Conclusion:




 Voici terminée notre étude de la première partie des Évangiles.  On s'étonnera peut-être que je me sois montré aussi avare de détails sur la période de l'Enfance du Christ proprement dite.  Il faut que certaines choses restent mystérieuses; tout doit être expliqué, certainement, mais nous ne sommes pas encore à la fin du monde.  Il faut surtout éviter les lumières prématurées; il faut ensuite prendre garde que les lumières ne soient saisies par les espions de l'Adversaire, et perverties.  Le massacre des Innocents, la fuite en Egypte, l'entretien avec les docteurs, toute la jeunesse de Jésus sont les formes matérielles d'actes spirituels de toute première importance, mais insaisissables encore à notre intellect.  Gardons-nous de trop nourrir la pure curiosité.  Ce serait une gourmandise intérieure bien plus grave que la gourmandise de la bouche.  Notre cerveau est suralimenté; et cela nous déséquilibre.  Pour avoir le droit d'apprendre des arcanes nouveaux, il nous faudrait avoir accompli la majeure partie des devoirs qu'entraînent nos connaissances présentes.  C'est surtout dans la voie étroite que la maxime antique : Hâte-toi lentement, doit s'observer.  Comme le disait saint Vincent de Paul, chez qui le bon sens atteint la force du génie, Dieu ne nous demande pas de faire beaucoup de choses, mais de faire à fond le peu dont nous sommes capables.

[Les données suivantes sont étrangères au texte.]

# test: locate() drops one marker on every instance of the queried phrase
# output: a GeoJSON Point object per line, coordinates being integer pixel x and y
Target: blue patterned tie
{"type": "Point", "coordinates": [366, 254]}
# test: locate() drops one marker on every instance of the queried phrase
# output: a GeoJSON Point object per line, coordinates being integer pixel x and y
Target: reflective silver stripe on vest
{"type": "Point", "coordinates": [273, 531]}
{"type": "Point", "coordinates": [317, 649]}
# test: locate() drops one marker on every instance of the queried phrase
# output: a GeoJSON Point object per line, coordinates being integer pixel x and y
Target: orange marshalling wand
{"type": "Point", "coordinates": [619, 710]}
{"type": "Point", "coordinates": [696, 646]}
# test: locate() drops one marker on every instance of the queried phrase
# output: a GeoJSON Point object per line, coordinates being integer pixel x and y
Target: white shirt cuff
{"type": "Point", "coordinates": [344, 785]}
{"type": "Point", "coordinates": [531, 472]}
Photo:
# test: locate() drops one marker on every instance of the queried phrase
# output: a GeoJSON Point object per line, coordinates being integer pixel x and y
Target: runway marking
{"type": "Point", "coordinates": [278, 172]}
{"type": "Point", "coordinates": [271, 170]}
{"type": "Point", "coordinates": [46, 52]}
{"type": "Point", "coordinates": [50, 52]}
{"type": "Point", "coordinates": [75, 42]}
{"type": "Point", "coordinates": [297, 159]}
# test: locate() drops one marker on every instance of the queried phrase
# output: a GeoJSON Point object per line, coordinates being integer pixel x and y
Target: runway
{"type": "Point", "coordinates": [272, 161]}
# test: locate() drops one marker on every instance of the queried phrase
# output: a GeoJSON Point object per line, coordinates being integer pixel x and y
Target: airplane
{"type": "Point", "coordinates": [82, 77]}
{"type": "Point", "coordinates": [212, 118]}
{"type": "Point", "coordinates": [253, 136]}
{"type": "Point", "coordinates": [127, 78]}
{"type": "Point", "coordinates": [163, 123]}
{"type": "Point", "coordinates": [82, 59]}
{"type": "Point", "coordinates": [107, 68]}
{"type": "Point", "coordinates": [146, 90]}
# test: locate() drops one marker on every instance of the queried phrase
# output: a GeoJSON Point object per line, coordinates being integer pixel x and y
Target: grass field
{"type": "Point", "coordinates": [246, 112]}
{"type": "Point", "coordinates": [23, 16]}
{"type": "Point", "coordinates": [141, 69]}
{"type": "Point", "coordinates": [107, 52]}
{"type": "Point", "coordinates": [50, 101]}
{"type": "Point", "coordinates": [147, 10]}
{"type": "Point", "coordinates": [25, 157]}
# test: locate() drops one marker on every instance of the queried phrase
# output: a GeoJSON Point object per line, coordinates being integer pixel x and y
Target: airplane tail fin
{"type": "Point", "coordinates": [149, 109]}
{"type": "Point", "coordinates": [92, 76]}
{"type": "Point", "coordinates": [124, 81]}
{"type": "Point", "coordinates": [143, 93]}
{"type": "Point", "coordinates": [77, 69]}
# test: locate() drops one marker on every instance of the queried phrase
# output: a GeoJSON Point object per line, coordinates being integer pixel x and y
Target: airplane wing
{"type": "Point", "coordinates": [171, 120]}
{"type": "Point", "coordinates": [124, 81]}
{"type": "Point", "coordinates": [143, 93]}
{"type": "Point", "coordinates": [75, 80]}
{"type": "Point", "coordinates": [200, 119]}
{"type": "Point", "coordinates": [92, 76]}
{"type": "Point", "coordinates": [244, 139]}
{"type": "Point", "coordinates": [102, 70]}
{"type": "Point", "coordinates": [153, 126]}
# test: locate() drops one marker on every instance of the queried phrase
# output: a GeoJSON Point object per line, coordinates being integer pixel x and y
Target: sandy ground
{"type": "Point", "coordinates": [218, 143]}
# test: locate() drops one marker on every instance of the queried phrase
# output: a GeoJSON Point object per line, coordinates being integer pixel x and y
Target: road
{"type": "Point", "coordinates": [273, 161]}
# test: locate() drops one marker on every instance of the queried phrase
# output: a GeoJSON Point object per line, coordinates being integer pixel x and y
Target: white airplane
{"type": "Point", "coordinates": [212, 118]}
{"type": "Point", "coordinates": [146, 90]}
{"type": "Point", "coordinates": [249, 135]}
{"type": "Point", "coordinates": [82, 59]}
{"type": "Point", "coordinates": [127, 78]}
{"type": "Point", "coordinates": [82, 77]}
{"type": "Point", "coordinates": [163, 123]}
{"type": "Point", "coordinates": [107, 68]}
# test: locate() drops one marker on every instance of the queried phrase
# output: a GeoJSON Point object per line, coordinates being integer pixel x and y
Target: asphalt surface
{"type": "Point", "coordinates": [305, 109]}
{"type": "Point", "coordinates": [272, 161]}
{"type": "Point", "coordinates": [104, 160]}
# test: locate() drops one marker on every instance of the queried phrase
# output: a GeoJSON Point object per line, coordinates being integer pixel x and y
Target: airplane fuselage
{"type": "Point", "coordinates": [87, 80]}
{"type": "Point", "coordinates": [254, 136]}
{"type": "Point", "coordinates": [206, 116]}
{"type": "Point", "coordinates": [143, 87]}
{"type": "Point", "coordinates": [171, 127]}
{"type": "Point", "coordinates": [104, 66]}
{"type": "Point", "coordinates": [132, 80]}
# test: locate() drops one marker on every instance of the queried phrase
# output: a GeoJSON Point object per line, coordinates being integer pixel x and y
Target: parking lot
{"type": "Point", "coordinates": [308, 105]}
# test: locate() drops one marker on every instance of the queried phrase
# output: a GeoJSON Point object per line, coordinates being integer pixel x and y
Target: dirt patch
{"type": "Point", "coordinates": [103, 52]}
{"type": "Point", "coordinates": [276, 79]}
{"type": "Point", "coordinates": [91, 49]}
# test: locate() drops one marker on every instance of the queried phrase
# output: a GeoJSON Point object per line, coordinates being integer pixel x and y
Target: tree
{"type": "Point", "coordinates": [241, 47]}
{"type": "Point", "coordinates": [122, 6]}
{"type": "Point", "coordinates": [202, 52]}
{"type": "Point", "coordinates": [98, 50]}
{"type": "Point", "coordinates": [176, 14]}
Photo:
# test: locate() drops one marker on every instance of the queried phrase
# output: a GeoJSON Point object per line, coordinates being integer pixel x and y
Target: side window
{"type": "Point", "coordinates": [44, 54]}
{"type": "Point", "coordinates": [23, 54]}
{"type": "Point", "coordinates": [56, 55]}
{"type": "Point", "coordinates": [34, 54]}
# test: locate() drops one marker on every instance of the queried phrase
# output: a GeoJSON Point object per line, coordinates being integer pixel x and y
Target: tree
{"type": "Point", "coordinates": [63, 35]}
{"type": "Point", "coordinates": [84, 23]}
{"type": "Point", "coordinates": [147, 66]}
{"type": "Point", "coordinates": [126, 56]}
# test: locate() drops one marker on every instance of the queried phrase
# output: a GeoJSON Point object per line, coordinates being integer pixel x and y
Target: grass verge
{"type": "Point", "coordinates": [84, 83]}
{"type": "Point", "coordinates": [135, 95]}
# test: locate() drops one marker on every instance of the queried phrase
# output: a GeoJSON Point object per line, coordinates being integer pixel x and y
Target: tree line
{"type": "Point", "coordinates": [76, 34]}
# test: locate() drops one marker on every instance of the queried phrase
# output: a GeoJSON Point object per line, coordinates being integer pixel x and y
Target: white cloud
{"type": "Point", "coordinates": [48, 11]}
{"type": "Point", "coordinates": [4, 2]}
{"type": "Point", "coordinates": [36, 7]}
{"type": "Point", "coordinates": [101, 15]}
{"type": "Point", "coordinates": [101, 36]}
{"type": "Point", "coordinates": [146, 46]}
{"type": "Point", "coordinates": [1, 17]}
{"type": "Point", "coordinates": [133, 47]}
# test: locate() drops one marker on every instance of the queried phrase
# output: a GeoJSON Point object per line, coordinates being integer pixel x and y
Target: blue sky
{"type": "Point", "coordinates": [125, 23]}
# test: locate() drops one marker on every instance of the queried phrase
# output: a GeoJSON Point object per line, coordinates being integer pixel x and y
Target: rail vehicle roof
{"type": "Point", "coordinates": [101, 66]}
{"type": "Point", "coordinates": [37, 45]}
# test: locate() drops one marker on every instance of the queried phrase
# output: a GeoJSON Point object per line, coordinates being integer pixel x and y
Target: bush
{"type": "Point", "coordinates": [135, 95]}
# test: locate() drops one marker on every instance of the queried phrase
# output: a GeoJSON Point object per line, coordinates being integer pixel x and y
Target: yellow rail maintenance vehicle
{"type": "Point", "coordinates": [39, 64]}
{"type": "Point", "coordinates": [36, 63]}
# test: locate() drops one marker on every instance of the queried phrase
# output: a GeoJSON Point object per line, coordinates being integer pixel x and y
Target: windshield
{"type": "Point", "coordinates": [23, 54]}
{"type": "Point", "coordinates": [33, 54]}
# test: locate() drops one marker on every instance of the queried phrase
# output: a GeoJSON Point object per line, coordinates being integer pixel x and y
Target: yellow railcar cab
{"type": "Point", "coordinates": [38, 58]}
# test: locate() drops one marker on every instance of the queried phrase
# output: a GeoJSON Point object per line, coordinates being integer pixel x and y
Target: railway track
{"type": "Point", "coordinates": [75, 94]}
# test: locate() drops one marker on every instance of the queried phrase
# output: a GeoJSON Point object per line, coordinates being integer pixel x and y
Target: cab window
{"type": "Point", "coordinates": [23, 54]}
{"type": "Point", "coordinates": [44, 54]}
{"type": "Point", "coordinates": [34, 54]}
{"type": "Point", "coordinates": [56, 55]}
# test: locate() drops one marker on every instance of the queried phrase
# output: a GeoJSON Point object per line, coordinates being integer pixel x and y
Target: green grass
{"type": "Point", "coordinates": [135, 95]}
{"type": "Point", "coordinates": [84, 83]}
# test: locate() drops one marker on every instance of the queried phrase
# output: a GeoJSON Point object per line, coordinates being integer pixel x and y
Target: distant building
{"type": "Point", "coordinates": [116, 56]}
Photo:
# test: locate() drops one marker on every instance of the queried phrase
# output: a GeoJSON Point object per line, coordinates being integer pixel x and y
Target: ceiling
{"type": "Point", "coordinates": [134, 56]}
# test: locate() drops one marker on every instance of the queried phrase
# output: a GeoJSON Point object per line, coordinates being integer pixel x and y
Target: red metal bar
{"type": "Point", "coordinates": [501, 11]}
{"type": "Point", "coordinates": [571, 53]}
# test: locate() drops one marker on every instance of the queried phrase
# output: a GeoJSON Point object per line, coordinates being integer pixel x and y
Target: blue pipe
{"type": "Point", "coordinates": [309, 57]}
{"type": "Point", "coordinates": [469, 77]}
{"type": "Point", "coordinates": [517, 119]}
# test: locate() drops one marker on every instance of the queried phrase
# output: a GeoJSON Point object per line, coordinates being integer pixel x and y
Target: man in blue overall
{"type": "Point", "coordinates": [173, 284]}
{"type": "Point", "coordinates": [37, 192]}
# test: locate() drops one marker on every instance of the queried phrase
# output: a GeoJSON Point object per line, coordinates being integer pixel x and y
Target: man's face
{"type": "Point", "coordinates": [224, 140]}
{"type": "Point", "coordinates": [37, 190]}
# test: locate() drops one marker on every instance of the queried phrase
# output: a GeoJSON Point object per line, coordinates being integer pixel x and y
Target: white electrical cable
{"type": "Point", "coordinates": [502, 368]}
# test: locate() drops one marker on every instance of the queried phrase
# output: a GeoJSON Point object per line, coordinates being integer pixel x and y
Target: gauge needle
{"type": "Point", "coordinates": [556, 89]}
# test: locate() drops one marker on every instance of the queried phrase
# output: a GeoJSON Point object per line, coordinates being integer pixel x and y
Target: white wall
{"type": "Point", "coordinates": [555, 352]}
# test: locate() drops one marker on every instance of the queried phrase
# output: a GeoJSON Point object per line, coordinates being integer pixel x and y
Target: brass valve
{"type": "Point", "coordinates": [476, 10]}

 Ce n'est pas, remarquez-le bien, contre l'usage, même intensif, des facultés intellectuelles que je m'élève; c'est contre leur abus, ou plutôt contre leur dilapidation.  Cultivons-nous en profondeur, non pas en surface.  La Vérité se tient au fond d'un puits : puits du Raguel, cryptes du Dakshinamourthi, abîmes du mysticisme, voilà ses palais; le Dante même a connu ce mystère.
 
 Et c'est aussi ce que le Christ recommande par la « chambre secrète », où Il nous invite à nous renfermer pour Le joindre, Lui, la Vérité active et vivante, Lui de qui je vous conjure de ne jamais distraire vos regards, Lui qui, un jour lointain, mais un jour certain, nous fera toucher le fond de toutes les idées et la cime de tous les sentiments.